Data Management Flashcards

Question 1

Q

Respondents’ Unique IDs can potentially be used to:

Answer

A

Link respondents’ personally identifiable information to their responses

Link different tables with a different structure in a relational database.

Link raw data to analysis code and to analysis output

Question 2

Q

The metadata we track for the data collection process includes

Answer

A

Surveyor assignments
Completion rate
Surveyor attrition

Question 3

Q

Master code files are meant specifically to:

Answer

A

Run (call) all other coding files in the project

Question 4

Q

We use relative references in our code so that

Answer

A

We do not need to repeat the full file path of the working directory for each file used or created

Different analysts who have different locations for their project folder do not need to change the file path for each file

Question 5

Q

When publishing data, the code book should be created when?

Answer

A

After the dataset is final, before data publication

The codebook describes the data such as variable names, labels, question text, and summary statistics such as the mean, minimum and maximum values, etc.
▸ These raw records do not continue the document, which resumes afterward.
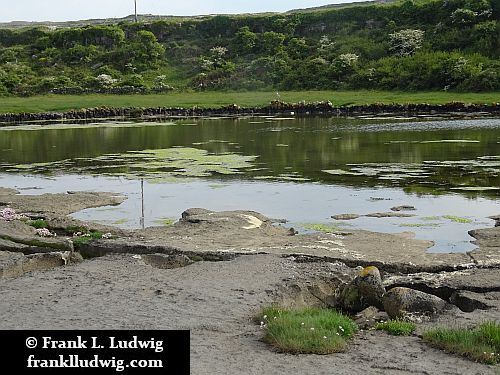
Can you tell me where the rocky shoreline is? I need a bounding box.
[0,101,500,125]
[0,188,500,374]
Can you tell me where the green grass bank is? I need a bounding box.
[0,90,500,113]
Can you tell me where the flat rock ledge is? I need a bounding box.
[78,209,500,274]
[0,190,500,280]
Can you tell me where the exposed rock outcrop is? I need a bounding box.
[383,287,447,319]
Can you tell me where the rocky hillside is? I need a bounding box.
[0,0,500,95]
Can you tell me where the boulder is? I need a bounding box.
[383,287,447,319]
[356,266,385,309]
[354,306,389,329]
[339,266,385,313]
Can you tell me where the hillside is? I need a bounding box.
[0,0,500,96]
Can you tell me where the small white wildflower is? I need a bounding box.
[36,228,55,237]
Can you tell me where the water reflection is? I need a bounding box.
[0,118,500,251]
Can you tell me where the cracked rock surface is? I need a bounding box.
[0,189,500,375]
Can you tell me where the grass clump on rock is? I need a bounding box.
[423,321,500,365]
[375,319,417,336]
[28,219,49,229]
[259,307,358,354]
[73,231,103,249]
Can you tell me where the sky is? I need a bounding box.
[0,0,368,22]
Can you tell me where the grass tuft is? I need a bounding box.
[375,320,417,336]
[73,231,102,249]
[443,215,472,224]
[423,321,500,365]
[28,219,49,229]
[258,307,358,354]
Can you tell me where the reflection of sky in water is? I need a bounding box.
[0,174,500,252]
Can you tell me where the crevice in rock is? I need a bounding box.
[78,241,241,262]
[386,282,500,312]
[283,254,478,274]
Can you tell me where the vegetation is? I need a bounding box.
[73,231,103,249]
[0,0,500,96]
[443,215,472,224]
[0,90,498,113]
[258,307,358,354]
[375,320,417,336]
[423,322,500,364]
[0,90,498,113]
[28,219,49,229]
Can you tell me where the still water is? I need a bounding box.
[0,117,500,252]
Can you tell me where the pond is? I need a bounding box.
[0,116,500,252]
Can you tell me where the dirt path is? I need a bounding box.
[0,255,495,375]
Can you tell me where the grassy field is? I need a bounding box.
[0,91,500,113]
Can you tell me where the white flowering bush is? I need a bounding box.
[337,53,359,68]
[389,29,425,56]
[200,46,227,72]
[96,74,118,88]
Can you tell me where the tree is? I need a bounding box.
[389,29,424,56]
[235,26,257,53]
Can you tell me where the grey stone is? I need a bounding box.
[383,287,447,319]
[450,290,495,312]
[354,306,389,329]
[391,205,416,212]
[332,214,361,220]
[339,266,385,313]
[0,251,26,279]
[365,212,415,218]
[0,251,83,279]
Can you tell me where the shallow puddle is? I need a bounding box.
[0,117,500,251]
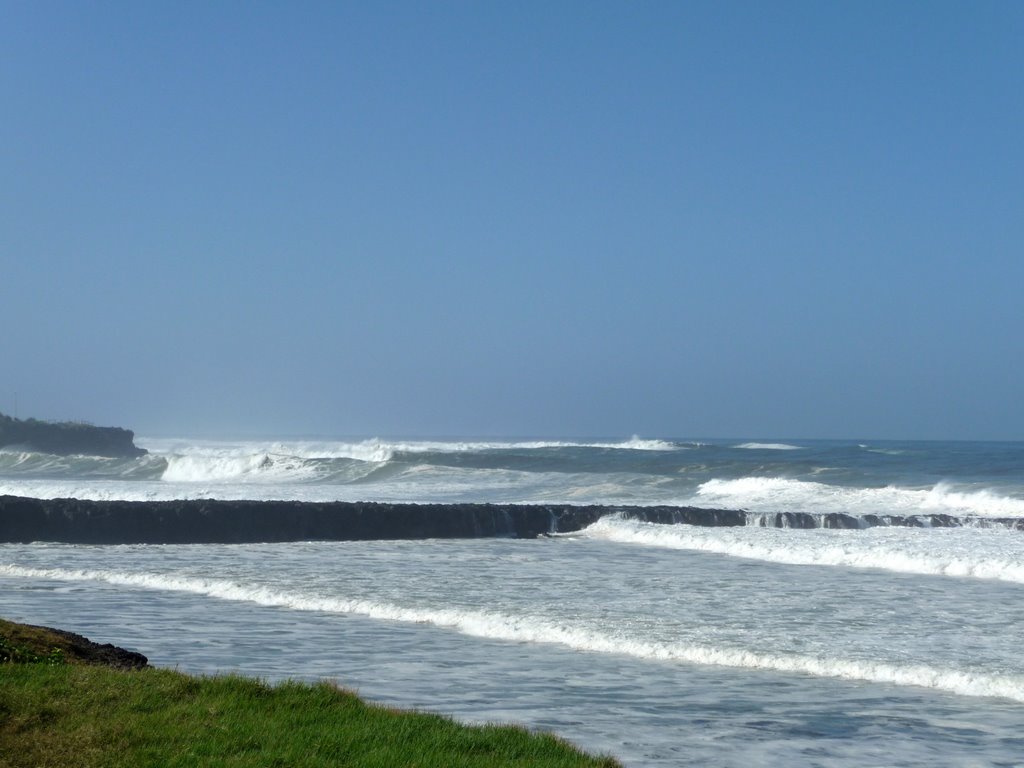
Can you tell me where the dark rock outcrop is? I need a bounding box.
[0,496,1024,544]
[0,496,744,544]
[0,414,147,459]
[0,618,150,670]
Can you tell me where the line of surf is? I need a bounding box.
[0,564,1024,702]
[583,517,1024,584]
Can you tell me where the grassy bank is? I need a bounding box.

Because variables may be generated during analysis, and summary statistics may change after certain cleaning decisions, it is best to produce the code book at the very end, when the datasets are final.

Question 6

Q

Which documents are included in the “manual” for the published data?

Answer

A

ReadMe file

Code book

Question 7

Q

According to Gentzkow and Shapiro, rather than naming the latest version of a file: regressions_022713_mg.do, one should instead:

Answer

A

Use version control software, and not use dates

Question 8

Q

What is required to merge two datasets?

Answer

A

There needs to be a relational parameter or “foreign key” (i.e. variable on which to merge the two datasets)

Question 9

Q

Merge

Answer

A

A horizontal combination of datasets by a unique ID

Question 10

Q

Append

Answer

A

A vertical combination of data sets that possess variables in common (at least a subset); same variable names and datatypes

Adds observations to the existing variables

Question 11

Q

Master file

Answer

A

a file that runs ALL code in your project

Useful for:
– Setting any globals that might be used across do-files
– Installing user-written commands

Question 12

Q

Codebook

Answer

A

• Contains information about the data: variable name,
labels, question text, min/max values, etc.
• Critical for easy interpretation of the data and in
furthering analysis
• Have do-file that creates codebook from raw data
• When: Created once the data set is final

Question 13

Q

ReadMe Files

Answer

A

• Outlines key information about all published files: data
and analysis files, questionnaires, codebooks
– E.g. format of the data (such as # of observations per
student, # of variables)
• Describes how data/analysis files interact with one
another – e.g. which came first, is one a subset of another?
• When: Immediately after each round of data collection